La oportunidad tiene un modelo de negocio atractivo y sostenible; existen muchas opciones para expandir la escala y el alcance del negocio y estas opciones son únicas para la empresa y el equipo. El contexto es favorable respecto al marco regulatorio y a las proyecciones macroeconómicas. Se comprende el riesgo y el equipo ha considerado formas de mitigar el impacto de sucesos difíciles. Pero la realidad no suele ser tan clara.

¿Es la oportunidad de nuestra vida?.

Nueve son las preguntas sobre el negocio que todo plan de negocios debe responder:

1. ¿Quiénes son los clientes del nuevo emprendimiento?.

2. ¿Cómo deciden los clientes comprar este producto o servicio?.

3. ¿Hasta qué punto es este producto o servicios una compra inevitable para el cliente?.

4. ¿Qué criterios se van a utilizar para poner precio al producto o servicio?.

5. ¿Cómo alcanzará el emprendimiento a todos los segmentos de clientes identificados?.

6. ¿Cuál es el coste (en tiempo y recursos) adquirir un cliente?.

7. ¿Cuánto cuesta producir y distribuir el producto o servicio?.

8. ¿Cuánto cuesta apoyar y dar respuesta a un cliente?.

9. ¿Cuán fácil es retener y fidelizar al cliente?.

No siempre es fácil conocer la respuesta probable del consumidor a los nuevos productos o servicios. El mercado es tan variable como impredecible. ¿Quién hubiera pensado que desodorantes enchufados a la pared serían vendibles?. De modo similar, es difícil adivinar cuánta gente está dispuesta a pagar por algo, pero un plan de negocios debe tener en cuenta ese tópico.

Los inversores siempre buscan oportunidades para justipreciar el valor, es decir, mercados en los cuales los costos para producir el producto sean bajos, pero donde haya consumidores dispuestos a pagar mucho por él. Un plan de negocios debe demostrar que se ha considerado cuidadosamente el esquema de precios del nuevo emprendimiento.

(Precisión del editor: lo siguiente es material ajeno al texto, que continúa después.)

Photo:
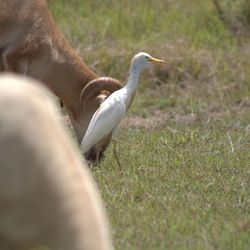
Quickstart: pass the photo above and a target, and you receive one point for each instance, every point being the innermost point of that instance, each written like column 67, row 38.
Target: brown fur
column 47, row 196
column 31, row 44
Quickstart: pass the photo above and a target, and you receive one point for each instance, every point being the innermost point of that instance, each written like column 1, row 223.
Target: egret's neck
column 132, row 84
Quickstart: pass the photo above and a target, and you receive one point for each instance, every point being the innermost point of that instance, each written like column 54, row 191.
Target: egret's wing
column 104, row 120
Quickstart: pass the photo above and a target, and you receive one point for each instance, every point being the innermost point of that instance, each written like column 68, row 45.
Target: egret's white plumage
column 110, row 113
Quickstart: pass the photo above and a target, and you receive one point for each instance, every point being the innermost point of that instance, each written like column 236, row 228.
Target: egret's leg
column 115, row 147
column 115, row 150
column 98, row 155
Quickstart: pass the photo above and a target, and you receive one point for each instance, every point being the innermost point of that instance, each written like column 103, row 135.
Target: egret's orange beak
column 156, row 61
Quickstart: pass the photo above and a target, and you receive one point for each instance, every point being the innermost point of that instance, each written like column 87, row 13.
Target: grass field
column 185, row 143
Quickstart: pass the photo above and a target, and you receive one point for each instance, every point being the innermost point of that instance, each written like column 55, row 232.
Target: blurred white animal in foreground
column 47, row 196
column 109, row 115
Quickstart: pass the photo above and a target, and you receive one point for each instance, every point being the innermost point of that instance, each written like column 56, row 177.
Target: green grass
column 185, row 149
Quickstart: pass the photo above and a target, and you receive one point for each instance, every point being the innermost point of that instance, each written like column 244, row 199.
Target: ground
column 185, row 142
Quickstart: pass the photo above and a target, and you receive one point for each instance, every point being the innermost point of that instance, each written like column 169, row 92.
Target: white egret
column 108, row 116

El capital necesario para funcionar.

Las siguientes preguntas deberían formularse para que los inversores puedan comprender qué flujo de caja requerirá este nuevo negocio:

1. ¿Cuándo deberemos adquirir recursos tales como provisiones, materias primas y gente?.

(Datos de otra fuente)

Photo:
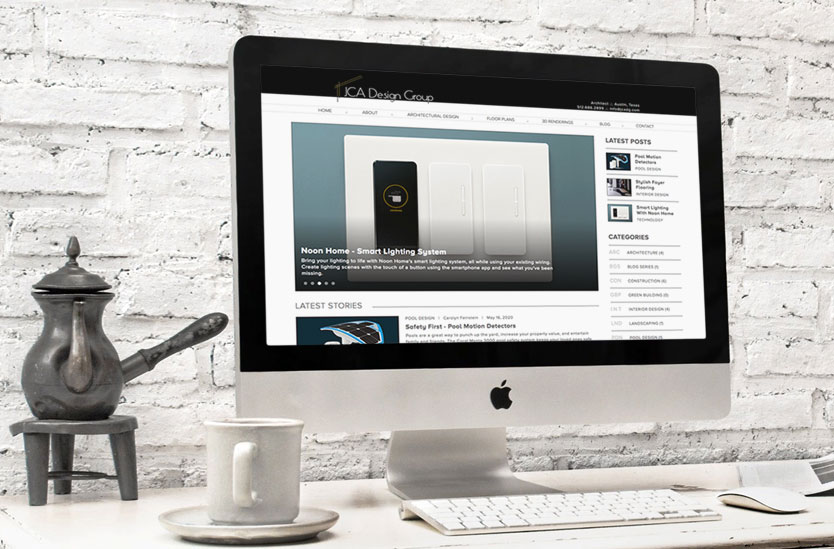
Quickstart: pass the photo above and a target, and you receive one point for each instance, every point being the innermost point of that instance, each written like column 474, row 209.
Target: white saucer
column 193, row 524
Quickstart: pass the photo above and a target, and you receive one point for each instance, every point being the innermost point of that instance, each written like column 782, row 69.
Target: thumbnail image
column 347, row 330
column 619, row 187
column 618, row 161
column 619, row 212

2. ¿Cuándo deberá el negocio pagar por ello?.

3. ¿Cuánto se tarda en conseguir un cliente?.

4. ¿Cuánto tiempo pasará hasta que el cliente pague el producto o servicio?.

5. ¿Qué capital es necesario para sostener financieramente el valor de la moneda en venta?.

Los inversores, claro está, buscan negocios en los cuales la gerencia pueda comprar a bajo costo, vender a un precio alto, cobrar rápidamente y pagar con retraso.

El plan de negocios necesita expresar claramente cuán cerca de ese ideal está el nuevo emprendimiento. Aún si la respuesta es “no demasiado cerca”, como suele ser, al menos podrá discutirse esa verdad ya explicitada.

Preguntas que deben contestarse sobre la competencia.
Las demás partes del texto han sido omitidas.